Documentation Upkeep Skill
Use for maintaining README, runbooks, API references, or product docs. Focus on keeping instructions accurate, reproducible, and connected to code changes.
Workflow
- •Audience & scope
- •Identify the reader (operators, contributors, end users) and tailor depth, tone, and prerequisites.
- •Pin the section or file you plan to edit; note any related docs.
- •Motivation
- •Capture the underlying change, constraints, and trade-offs.
- •Link to commits or tickets so readers can trace the root cause quickly.
- •Validate steps
- •Execute commands, scripts, or API calls exactly as documented.

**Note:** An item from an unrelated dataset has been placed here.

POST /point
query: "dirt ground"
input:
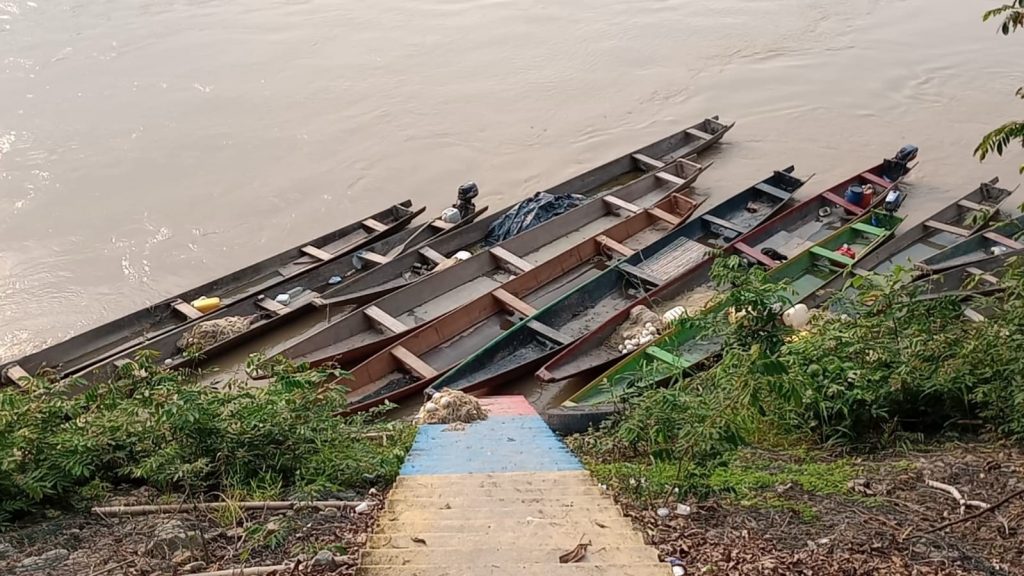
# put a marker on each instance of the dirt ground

- •Update prerequisites, environment variables, and version pins when they drift.
- •Highlight deltas
- •Use tables or bullet lists for parameter changes.
- •Reference source files for verification and call out behavior impacts.
- •Manage context
- •Cross-link adjacent guides, deprecate stale content, and avoid duplicating canonical sources.
- •Note where further detail lives (code comments, dashboards, external docs).
- •Review
- •Re-read for clarity and formatting consistency.
- •Suggest reviewers or follow-up checks if additional eyes are needed.
Output scaffold
code
### Audience - who benefits + pain solved ### Updates - bullets describing doc edits + why they matter ### Verification - commands/tests/logs confirming accuracy ### Follow-ups - remaining gaps or docs to revisit
Safeguards
- •Avoid inventing commands; if unsure, ask the user or flag the uncertainty.
- •Do not remove warnings or caveats without confirming they are obsolete.
- •Prefer linking to canonical sources rather than duplicating long reference sections.